At 76, Amram shows no signs of slowing down and came to Rio Grande for the third time in his career to help celebrate National Library Week, promote literacy and entertain with his varied musical skills. During his nearly three-hour performance, Amram interspersed such traditional jazz instruments as the piano and French horn with flutes, whistles, and taps on a cow bell and a drum to lend an international flavor to his work.

“Every time I pick up a musical instrument, it's a special thrill,” he said.

Rio Grande faculty and members of the honors program read aloud selections from “On the Road,” Kerouac's prose poem recollection of his travels across the U.S. during the late 1940s that spoke to a post-World War II audience.
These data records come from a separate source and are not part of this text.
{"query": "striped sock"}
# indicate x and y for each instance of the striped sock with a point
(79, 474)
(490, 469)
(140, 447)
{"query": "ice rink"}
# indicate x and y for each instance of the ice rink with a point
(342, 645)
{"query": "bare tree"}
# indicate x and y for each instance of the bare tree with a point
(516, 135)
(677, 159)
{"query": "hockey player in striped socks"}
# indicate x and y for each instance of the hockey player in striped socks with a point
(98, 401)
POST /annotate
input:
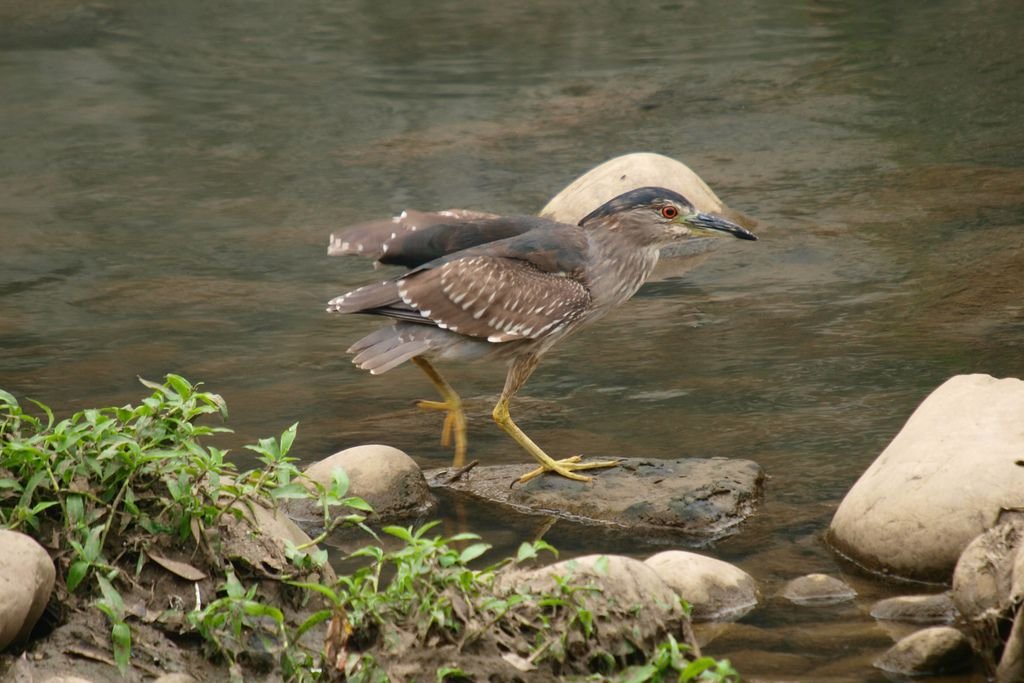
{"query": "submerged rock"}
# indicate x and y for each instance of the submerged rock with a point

It took Kerouac several years to get the book published, and he followed it with other examinations of the beat scene (“The Dharma Bums,” “The Subterraneans”) and other works before his death in 1969.

Amram and Kerouac met in New York in the years prior to the publication of “On the Road,” when both were looking to, as Kerouac put it, “overwhelm the masses with our spontaneous madness.”

“We found we shared a mutual interest in sports, music and fractured French, much to the annoyment of the patrons of the greasy spoon where we hung out,” Amram said.

Amram remained in Rio Grande for the weekend, offering a program on “Remembering Kerouac” at the Davis Library on Saturday to discuss the cultural significance of the era and set the background for a “Teaching Kerouac” workshop for teachers and college credit.